Köstendorf: Neues Leben für den Dorfplatz
Gertraud Reiter hat in einem alten Laden am Dorfplatz in der Salzburger Gemeinde Köstendorf, Flachgau, alle Hände voll zu tun. Die Gemüsebäuerin aus Wals kommt jeden Freitag und Samstag, um ihre selbst angebauten Produkte zu verkaufen. Die Nachfrage ist groß. Ein Treffpunkt für Jung und Alt: Die Senioren schätzen den kurzen Weg zum Lebensmittelkauf. Eine Kindergartengruppe holt Kartoffeln für den eigenen Anbau ab.
"Die Leute sagen, wenn wir nicht da sind, ist der Dorfplatz wie ausgestorben", erzählt Reiter. In Köstendorf kennen die Bewohner die typischen Probleme einer kleinen Gemeinde auf dem Land. Großmärkte an den viel befahrenen Straßen haben die Wertschöpfung aus den Ortskernen abgezogen. In den vergangenen Jahren ist es auch im Köstendorfer Zentrum ruhiger geworden. Einige Betriebe sind verschwunden. Die Schneiderei, der kleine Nahversorger, eine Bäckerei, Wirtshäuser – alle geschlossen. Die Gebäude stehen nun leer, in bester Lage.
Neue Hoffnung
Wenn Gertraud Reiter an den beiden Tagen in der Woche ihre Waren verkauft, kommen auch Besucher aus den umliegenden Gemeinden. Hunderte sollen es sein. Am beschaulichen Dorfplatz ist dann wieder etwas los. Claudia Berger ist Freitagvormittag eigens aus dem Nachbarort Neumarkt hergekommen – obwohl es dort viele Nahversorger gibt. "So etwas wie hier gibt es sonst nirgends und das ist einfach toll", schwärmt Berger, die sichtlich große Freude am Einkaufen in dem urigen Laden hat.
In den Kisten bei der "Traudi", wie Reiter genannt wird, liegen etwa Karotten, die es wegen ihrer Form in keinen Supermarkt schaffen würden. Ihren Kunden ist das egal. Regionale Produkte sind wieder gefragt, sagt sie. Neben Gemüse finden sich weitere Spezialitäten aus der Region: Bauernkrapfen, Pofesen, Fleisch- und Wurstwaren.

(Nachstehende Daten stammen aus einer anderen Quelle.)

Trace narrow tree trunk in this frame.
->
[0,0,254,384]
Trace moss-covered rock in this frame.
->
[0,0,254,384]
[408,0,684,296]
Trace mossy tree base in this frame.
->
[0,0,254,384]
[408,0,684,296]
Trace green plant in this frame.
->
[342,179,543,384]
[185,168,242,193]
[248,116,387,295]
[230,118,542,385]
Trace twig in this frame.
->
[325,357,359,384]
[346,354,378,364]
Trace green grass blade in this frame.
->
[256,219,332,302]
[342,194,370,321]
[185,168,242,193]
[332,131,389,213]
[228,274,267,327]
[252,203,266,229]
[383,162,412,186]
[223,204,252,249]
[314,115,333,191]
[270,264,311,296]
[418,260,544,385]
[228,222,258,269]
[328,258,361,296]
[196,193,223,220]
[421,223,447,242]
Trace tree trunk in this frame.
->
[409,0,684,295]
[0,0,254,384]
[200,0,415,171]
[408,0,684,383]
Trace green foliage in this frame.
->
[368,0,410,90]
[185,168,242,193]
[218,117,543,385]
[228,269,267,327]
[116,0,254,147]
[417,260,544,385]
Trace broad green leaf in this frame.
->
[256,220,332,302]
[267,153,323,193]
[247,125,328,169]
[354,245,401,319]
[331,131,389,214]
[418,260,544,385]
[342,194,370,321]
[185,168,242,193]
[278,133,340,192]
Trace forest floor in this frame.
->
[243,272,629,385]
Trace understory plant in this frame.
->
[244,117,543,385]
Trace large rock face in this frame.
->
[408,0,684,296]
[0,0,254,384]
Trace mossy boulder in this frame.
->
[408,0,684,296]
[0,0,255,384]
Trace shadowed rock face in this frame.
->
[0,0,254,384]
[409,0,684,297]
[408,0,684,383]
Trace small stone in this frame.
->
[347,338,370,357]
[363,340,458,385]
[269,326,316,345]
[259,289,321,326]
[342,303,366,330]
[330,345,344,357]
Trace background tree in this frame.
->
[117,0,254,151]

Neben dem Geschäft war früher eine Schlecker-Drogerie. "Zu verkaufen" steht in der Auslage. Die Suche nach einem Nachfolger war vergeblich, erzählt Bürgermeister Wolfgang Wagner (ÖVP). Vor allem für junge Familien sei das ein Problem – für Dinge des täglichen Bedarf müssen sie sich seither ins Auto setzen.

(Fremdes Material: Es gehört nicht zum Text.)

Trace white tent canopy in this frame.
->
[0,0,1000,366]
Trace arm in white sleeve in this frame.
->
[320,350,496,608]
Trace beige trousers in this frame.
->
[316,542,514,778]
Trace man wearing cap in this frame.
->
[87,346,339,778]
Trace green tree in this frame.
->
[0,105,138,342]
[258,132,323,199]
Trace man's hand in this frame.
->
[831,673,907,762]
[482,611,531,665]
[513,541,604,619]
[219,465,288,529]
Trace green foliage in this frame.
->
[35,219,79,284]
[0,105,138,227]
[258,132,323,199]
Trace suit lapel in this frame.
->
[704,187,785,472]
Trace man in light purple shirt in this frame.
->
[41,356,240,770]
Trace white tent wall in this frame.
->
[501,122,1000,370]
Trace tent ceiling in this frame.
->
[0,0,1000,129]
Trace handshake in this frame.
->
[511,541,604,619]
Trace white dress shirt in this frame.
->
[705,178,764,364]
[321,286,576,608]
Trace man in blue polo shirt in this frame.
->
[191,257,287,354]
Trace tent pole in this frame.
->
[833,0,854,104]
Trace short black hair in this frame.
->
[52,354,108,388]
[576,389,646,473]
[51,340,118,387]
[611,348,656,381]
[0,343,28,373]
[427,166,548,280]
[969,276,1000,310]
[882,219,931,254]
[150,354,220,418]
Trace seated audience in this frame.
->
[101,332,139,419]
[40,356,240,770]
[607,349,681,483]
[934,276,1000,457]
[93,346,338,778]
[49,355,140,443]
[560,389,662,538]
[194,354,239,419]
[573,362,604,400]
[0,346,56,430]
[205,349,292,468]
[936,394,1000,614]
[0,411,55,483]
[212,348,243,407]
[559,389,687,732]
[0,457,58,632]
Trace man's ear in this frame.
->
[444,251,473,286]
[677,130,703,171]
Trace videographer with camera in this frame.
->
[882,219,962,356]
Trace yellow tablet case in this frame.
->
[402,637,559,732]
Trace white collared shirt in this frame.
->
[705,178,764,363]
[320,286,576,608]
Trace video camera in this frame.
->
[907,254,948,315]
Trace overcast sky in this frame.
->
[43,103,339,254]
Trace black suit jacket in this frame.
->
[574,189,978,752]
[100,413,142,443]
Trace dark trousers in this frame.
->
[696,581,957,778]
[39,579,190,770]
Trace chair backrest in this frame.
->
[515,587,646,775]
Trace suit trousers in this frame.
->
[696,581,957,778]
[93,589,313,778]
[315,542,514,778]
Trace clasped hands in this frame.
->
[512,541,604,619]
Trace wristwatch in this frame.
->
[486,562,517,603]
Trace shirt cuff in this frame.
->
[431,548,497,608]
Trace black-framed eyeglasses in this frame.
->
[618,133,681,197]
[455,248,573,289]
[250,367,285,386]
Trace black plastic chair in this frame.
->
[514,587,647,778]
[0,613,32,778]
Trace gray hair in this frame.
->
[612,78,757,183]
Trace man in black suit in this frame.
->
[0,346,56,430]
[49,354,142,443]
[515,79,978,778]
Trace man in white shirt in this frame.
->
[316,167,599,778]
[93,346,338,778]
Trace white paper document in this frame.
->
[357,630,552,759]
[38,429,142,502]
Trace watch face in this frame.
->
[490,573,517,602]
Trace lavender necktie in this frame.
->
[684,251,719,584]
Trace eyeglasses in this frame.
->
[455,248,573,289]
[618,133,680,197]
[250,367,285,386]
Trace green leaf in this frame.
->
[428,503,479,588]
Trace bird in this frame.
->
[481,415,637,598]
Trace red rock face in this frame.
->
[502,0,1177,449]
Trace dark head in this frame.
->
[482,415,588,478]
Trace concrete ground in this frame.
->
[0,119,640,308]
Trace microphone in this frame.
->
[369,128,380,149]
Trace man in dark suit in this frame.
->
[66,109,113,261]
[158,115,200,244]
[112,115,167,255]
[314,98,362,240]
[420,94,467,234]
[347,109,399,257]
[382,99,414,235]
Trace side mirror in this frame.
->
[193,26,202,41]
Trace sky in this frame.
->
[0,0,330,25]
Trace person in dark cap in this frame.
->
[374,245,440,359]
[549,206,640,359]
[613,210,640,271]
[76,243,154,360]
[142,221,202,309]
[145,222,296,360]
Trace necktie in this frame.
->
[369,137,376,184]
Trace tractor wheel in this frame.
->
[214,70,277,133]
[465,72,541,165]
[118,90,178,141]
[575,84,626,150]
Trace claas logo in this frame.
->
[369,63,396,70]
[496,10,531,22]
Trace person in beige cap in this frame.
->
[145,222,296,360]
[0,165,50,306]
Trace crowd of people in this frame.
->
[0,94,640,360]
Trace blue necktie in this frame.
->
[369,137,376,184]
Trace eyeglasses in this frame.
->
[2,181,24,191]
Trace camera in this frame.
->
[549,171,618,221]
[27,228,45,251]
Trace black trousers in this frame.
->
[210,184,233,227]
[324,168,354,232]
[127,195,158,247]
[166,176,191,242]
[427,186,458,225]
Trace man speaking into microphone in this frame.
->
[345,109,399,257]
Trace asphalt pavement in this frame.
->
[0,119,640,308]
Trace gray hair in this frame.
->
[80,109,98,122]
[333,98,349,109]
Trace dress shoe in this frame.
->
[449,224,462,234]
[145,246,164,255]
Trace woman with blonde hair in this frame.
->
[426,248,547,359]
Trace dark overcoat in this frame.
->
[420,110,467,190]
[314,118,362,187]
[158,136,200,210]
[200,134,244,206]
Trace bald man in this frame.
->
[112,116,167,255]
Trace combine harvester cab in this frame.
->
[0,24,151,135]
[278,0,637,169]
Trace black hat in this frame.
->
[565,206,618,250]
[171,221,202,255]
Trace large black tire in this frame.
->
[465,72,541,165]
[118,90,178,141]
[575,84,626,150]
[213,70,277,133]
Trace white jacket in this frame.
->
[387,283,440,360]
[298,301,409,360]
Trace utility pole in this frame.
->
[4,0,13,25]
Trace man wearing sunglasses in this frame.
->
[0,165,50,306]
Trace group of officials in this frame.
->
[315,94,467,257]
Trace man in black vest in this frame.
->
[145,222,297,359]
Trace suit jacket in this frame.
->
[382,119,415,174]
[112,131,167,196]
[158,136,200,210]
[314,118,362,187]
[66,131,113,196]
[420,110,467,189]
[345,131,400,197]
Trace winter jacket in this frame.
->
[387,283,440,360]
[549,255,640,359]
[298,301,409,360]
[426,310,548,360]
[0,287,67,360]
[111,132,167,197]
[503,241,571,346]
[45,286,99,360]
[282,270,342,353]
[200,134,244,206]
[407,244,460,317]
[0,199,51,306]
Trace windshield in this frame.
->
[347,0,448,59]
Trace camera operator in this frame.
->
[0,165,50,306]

Bis zu 45.000 Euro bekommt die 2500-Einwohner-Gemeinde für Planungskosten zugeschossen, um das Zentrum wieder aufzuwerten. "Ich bin sehr froh, dass wir ausgewählt worden sind, weil bei uns von der dörflichen Struktur mit unseren kleinen Betrieben im Zentrum noch nichts zerstört ist", meint Wagner.
Er ist erleichtert, dass zumindest eines der früheren Gaststätten erhalten geblieben ist. "Ein Wirtshaus ist für den Ort und die Dorfgemeinschaft sehr wichtig", sagt Senior-Chefin Eva Frauenschuh. Die Zukunft ist gesichert. Ihre Tochter und der Schwiegersohn haben den Betrieb inzwischen übernommen.
Neben Köstendorf hat das Land Neumarkt (Flachgau) und Radstadt (Pongau) zu Pilotgemeinden ernannt. Die Orte sollen mit finanzieller Unterstützung Pläne ausarbeiten, um ihre Zentren wiederzubeleben. Für Frequenz soll ein guter Branchen-Mix sorgen: Laut Berechnungen der für Raumordnung zuständigen Landesrätin Astrid Rössler (Grüne) bringe ein gutes Wirtshaus bis zu 200 Fußgänger am Tag, eine Bäckerei bis zu 300, eine Drogerie gar bis zu 500 Fußgänger.
Im Fokus steht auch das Thema Wohnen. Leer stehende Gebäude in den Ortszentren sollen wieder genutzt werden. Dazu ist eine Novelle der Wohnbauförderung in Arbeit. Fünf Millionen Euro will die Landesregierung den Gemeinden zur Verfügung stellen, um ungenützte Objekte aufzukaufen.